Prinsip ini memiliki makna bahwa seorang pemimpin harus memiliki kepekaan untuk merasakan kebutuhan dan persoalan yang dihadapi rakyatnya. Bisa rumangsa berarti mampu merasakan atau memahami situasi dan perasaan orang lain. Di sisi lain, ojo rumangsa bisa mengingatkan seorang pemimpin agar tidak sombong atau merasa paling mampu. Mangkunegara IV menjalankan prinsip ini dengan menunjukkan empati terhadap rakyatnya dan tetap rendah hati meskipun beliau memiliki kuasa. Kepemimpinan ini mencerminkan keseimbangan antara kompetensi dan kesadaran diri, di mana seorang pemimpin diharapkan terus belajar dan tidak merasa paling benar.
Mangkunegara IV mewujudkan prinsip ini dalam kebijakannya yang adil terhadap rakyat. Sebagai contoh, beliau memastikan bahwa hasil perekonomian dari perkebunan tebu dan pabrik gula tidak hanya digunakan untuk istana, tetapi juga untuk kepentingan rakyat, seperti pembangunan infrastruktur dan pendidikan. Beliau menunjukkan bahwa seorang pemimpin harus melayani, bukan sekadar memerintah.
- Angrasa Wani
Prinsip angrasa wani berarti memiliki keberanian dalam menghadapi tantangan atau mengambil keputusan yang sulit. Keberanian ini tidak hanya berarti keberanian fisik, tetapi juga moral. Mangkunegara IV dikenal sebagai pemimpin yang tegas dan tidak ragu dalam menjalankan kebijakan yang diyakini benar, meskipun menghadapi risiko atau perlawanan.
Sebagai seorang raja Jawa yang hidup dalam periode kolonialisme, keberanian Mangkunegara IV tercermin dalam upayanya untuk mempertahankan kedaulatan Mangkunegaran sambil menavigasi hubungan dengan pemerintah kolonial. Beliau berani mengintegrasikan pembaruan modern dalam ekonomi dan pemerintahan tanpa kehilangan jati diri budaya lokal. Dalam konteks ini, angrasa wani berarti memiliki keberanian untuk berubah dan beradaptasi demi kesejahteraan rakyat.
- Angrasa Kleru
Prinsip ini mengajarkan seorang pemimpin untuk berani mengakui kesalahan atau kekeliruan yang dibuat. Mangkunegara IV memahami bahwa tidak ada manusia yang sempurna, termasuk pemimpin. Seorang pemimpin yang baik bukanlah yang selalu benar, tetapi yang mau belajar dari kesalahan.
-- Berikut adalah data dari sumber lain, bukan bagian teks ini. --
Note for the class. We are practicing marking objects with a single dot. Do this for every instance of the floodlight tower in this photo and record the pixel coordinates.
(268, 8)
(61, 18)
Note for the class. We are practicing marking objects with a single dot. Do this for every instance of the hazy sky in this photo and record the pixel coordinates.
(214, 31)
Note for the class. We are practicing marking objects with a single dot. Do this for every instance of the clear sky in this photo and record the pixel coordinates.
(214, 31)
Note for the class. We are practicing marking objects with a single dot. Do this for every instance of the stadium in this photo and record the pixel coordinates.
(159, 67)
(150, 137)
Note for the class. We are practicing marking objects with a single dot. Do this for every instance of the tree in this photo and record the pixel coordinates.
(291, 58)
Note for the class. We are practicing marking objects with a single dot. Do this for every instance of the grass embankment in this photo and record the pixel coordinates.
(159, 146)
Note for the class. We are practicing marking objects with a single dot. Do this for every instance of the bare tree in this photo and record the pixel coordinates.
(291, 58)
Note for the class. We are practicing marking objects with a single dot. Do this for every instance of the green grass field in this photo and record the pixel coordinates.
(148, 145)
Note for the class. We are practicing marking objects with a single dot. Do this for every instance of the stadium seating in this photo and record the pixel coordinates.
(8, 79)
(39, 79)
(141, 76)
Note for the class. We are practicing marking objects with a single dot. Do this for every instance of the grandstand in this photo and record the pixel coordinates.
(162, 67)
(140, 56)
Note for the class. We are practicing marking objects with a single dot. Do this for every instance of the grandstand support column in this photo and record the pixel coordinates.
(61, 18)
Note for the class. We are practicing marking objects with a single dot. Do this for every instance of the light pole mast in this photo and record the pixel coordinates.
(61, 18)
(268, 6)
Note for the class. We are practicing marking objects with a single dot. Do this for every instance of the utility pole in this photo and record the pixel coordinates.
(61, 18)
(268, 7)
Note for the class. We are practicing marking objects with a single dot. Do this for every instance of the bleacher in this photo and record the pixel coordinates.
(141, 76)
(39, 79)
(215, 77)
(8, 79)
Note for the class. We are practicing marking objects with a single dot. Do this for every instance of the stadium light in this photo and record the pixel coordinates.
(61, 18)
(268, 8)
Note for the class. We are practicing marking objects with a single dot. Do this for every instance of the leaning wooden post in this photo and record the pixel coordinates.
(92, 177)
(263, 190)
Dalam kepemimpinan raos gesang, angrasa kleru mengingatkan pentingnya introspeksi dan evaluasi diri. Mangkunegara IV kerap merefleksikan tindakan-tindakannya dalam karya sastra seperti Serat Wedhatama, yang berisi ajaran moral dan spiritual. Hal ini menunjukkan bahwa beliau tidak hanya menuntut kesempurnaan dari rakyatnya, tetapi juga dari dirinya sendiri. Keberanian untuk mengakui kesalahan ini memperkuat legitimasi moral dan kepercayaan rakyat terhadap pemimpin.
- Bener Tur Pener
Prinsip bener tur pener berarti bertindak benar sesuai dengan norma dan nilai yang berlaku, serta melakukannya dengan cara yang tepat. Bener merujuk pada kebenaran dalam esensi atau substansi, sementara pener berarti ketepatan dalam pelaksanaan. Mangkunegara IV menjalankan kepemimpinan yang tidak hanya berfokus pada hasil, tetapi juga pada proses yang bermartabat dan etis.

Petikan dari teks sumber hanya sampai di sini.